Distribution-free inference for LightGBM and GLM with Tweedie loss

TL;DR

This paper introduces distribution-free conformal inference methods tailored for LightGBM and GLMs with Tweedie loss, demonstrating improved uncertainty quantification in insurance claim modeling.

Contribution

It develops new non-conformity measures for GLMs and GBMs with Tweedie loss, enhancing predictive uncertainty quantification without distributional assumptions.

Findings

Locally weighted Pearson residuals improve coverage and interval width.

Conformal prediction performs well with Tweedie models on insurance data.

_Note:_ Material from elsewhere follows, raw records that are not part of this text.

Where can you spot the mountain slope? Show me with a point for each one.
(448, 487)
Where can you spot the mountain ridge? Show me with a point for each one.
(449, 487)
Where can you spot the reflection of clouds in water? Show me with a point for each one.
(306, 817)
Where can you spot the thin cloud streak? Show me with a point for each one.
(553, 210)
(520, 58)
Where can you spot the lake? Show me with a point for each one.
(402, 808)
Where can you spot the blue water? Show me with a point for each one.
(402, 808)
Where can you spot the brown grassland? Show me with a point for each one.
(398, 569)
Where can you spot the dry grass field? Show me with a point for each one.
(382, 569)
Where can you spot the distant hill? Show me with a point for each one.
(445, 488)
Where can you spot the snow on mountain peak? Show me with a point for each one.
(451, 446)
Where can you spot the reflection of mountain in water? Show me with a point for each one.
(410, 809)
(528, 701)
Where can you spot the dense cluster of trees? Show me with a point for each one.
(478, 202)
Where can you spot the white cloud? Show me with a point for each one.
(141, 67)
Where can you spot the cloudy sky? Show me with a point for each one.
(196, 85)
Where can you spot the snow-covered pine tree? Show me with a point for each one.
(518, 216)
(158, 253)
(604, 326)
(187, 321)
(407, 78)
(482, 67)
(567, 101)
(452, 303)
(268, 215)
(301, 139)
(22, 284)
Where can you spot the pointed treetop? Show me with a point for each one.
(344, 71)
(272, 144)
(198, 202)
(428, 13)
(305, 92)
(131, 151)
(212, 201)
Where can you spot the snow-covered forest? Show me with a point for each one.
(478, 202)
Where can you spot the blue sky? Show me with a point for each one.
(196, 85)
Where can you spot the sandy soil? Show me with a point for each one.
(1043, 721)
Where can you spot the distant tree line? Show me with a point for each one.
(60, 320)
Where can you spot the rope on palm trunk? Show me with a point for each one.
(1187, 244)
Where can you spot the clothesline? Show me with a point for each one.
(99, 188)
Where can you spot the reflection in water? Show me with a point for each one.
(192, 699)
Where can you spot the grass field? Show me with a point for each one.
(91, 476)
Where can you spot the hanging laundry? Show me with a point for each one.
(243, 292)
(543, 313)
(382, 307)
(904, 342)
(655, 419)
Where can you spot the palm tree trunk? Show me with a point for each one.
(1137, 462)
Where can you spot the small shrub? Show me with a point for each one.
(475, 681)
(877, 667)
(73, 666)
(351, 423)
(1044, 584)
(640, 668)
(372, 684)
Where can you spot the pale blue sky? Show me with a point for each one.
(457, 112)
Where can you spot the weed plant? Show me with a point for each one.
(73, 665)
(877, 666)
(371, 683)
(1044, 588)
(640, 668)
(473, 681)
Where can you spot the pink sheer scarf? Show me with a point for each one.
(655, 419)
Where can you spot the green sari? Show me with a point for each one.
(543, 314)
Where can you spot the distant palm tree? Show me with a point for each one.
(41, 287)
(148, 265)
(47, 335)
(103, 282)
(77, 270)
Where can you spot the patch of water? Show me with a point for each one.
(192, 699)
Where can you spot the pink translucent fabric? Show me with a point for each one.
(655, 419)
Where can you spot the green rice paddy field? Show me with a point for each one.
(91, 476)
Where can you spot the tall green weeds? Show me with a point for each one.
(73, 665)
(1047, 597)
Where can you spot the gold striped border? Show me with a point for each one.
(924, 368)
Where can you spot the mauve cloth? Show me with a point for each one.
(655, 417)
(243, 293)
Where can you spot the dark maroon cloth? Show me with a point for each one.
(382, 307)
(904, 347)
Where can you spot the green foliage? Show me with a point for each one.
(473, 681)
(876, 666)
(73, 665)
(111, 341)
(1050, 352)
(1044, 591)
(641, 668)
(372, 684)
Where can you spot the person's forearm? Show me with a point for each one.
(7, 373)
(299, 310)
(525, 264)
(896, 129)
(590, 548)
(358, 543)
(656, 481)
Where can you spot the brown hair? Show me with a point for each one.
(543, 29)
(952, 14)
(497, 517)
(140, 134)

Proposed methods outperform existing approaches in simulation studies.

Abstract

Prediction uncertainty quantification is a key research topic in recent years scientific and business problems. In insurance industries (\cite{parodi2023pricing}), assessing the range of possible claim costs for individual drivers improves premium pricing accuracy. It also enables insurers to manage risk more effectively by accounting for uncertainty in accident likelihood and severity. In the presence of covariates, a variety of regression-type models are often used for modeling insurance claims, ranging from relatively simple generalized linear models (GLMs) to regularized GLMs to gradient boosting models (GBMs). Conformal predictive inference has arisen as a popular distribution-free approach for quantifying predictive uncertainty under relatively weak assumptions of exchangeability, and has been well studied under the classic linear regression setting. In this work, we propose new non-conformity measures for GLMs and GBMs with GLM-type loss. Using regularized Tweedie GLM regression and LightGBM with Tweedie loss, we demonstrate conformal prediction performance with these non-conformity measures in insurance claims data. Our simulation results favor the use of locally weighted Pearson residuals for LightGBM over other methods considered, as the resulting intervals maintained the nominal coverage with the smallest average width.